Hi all,
I am trying to do some QC on RNA-seq raw reads. According to FastQC results, there is some rRNA, bacterial RNA and polyA contamination. But here are my problems.
- I have no idea how serious the contamination is. How can I tell it from the results of FastQC?
- Is it necessary to remove contamination? Or is there a cutoff beyond which should I remove the contamination?
How can I remove these contamination?
- How to remove PolyA and bacterial RNA contamination?
For rRNA, I have tried the following: (1) download Mt_rRNA, rRNA and Mt_tRNA sequences from BioMart of Ensembl. (2) using bowtie2 for rRNA + tRNA removal.
step 1: create index bowtie2-build rRNA.fasta rRNA.index step 2: Align to rRNA index inorder to get rRNA free fastq file. bowtie2 -x rRNA.index -1 sampleA.1.fq -2 sampleA.2.fq --phred33 -N 0 --un-conc sampleA-filter.fq --al-conc rRNA.fq -p 8
Is this correct?
Thank you very much!
It depends on your downstream analyses - what do you want to do?
Are you sure you have polyA contamination? What kind of libraries do you have? The most common Illumina RNAseq library is mRNA with polyA capture.
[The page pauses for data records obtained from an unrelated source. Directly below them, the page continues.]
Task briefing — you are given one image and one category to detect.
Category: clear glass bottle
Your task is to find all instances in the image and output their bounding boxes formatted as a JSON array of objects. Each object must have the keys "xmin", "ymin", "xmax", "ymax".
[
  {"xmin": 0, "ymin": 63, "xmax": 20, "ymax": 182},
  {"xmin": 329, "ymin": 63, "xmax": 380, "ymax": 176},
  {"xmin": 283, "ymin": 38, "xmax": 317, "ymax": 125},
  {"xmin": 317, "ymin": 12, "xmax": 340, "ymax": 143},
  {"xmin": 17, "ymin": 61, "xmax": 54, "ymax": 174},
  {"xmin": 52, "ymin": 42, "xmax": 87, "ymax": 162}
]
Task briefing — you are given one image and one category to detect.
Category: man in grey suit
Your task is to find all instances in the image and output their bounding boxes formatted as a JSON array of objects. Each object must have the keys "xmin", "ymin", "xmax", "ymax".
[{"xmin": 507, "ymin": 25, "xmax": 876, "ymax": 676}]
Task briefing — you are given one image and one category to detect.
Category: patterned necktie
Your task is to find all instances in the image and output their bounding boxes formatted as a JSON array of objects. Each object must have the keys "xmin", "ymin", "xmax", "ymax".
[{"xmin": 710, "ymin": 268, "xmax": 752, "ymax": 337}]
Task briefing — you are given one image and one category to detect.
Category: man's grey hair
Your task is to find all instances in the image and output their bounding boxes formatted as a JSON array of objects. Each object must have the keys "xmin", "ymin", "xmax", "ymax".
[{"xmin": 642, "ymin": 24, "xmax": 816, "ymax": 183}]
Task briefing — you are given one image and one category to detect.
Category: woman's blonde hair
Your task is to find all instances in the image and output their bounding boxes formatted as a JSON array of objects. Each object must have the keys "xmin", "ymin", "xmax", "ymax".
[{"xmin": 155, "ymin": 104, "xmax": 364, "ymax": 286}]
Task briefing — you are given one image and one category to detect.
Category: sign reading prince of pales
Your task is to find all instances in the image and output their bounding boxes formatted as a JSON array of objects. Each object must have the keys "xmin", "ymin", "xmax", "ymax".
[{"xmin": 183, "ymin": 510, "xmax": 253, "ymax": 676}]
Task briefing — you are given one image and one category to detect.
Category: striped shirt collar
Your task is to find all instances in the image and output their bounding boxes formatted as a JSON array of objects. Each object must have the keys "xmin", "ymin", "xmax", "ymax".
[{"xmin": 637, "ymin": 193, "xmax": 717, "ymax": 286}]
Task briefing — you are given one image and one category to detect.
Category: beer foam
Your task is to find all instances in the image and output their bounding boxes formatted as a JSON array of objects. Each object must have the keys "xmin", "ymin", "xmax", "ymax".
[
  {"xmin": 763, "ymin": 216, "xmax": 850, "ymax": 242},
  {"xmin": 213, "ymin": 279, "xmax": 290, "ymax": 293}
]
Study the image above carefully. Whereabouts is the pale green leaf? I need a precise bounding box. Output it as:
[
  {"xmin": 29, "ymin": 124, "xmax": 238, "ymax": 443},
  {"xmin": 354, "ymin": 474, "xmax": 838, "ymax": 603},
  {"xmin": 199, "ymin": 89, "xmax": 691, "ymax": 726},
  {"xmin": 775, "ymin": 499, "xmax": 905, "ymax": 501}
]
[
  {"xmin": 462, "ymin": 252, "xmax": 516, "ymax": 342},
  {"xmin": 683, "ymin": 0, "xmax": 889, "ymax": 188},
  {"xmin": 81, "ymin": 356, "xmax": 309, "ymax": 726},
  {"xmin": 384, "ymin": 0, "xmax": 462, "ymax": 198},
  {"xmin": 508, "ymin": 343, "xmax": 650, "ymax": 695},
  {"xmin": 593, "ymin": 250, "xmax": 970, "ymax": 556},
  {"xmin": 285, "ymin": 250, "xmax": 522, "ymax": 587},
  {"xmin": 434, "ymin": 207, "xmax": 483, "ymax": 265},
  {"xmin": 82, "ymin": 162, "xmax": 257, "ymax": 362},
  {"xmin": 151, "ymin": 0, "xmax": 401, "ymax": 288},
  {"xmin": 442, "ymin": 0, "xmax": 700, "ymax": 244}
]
How did FastQC tell you had bacterial contamination? If I am not mistaken, FastQC does not include bacterial contamination by default.
Hi,
For downstream analysis, I am going to do DEA and transcriptome reconstruction, etc.
The mRNA is enriched using polyA capture. It is possible to have polyA contamination.
How can I tell if there is contamination? Primarily, I looked at the 'per sequence GC content' and 'overrepresented sequences' sections of FastQC report. And I checked those overrepresented sequences in blast. The overrepresented sequences show polyA and adenovirus contamination.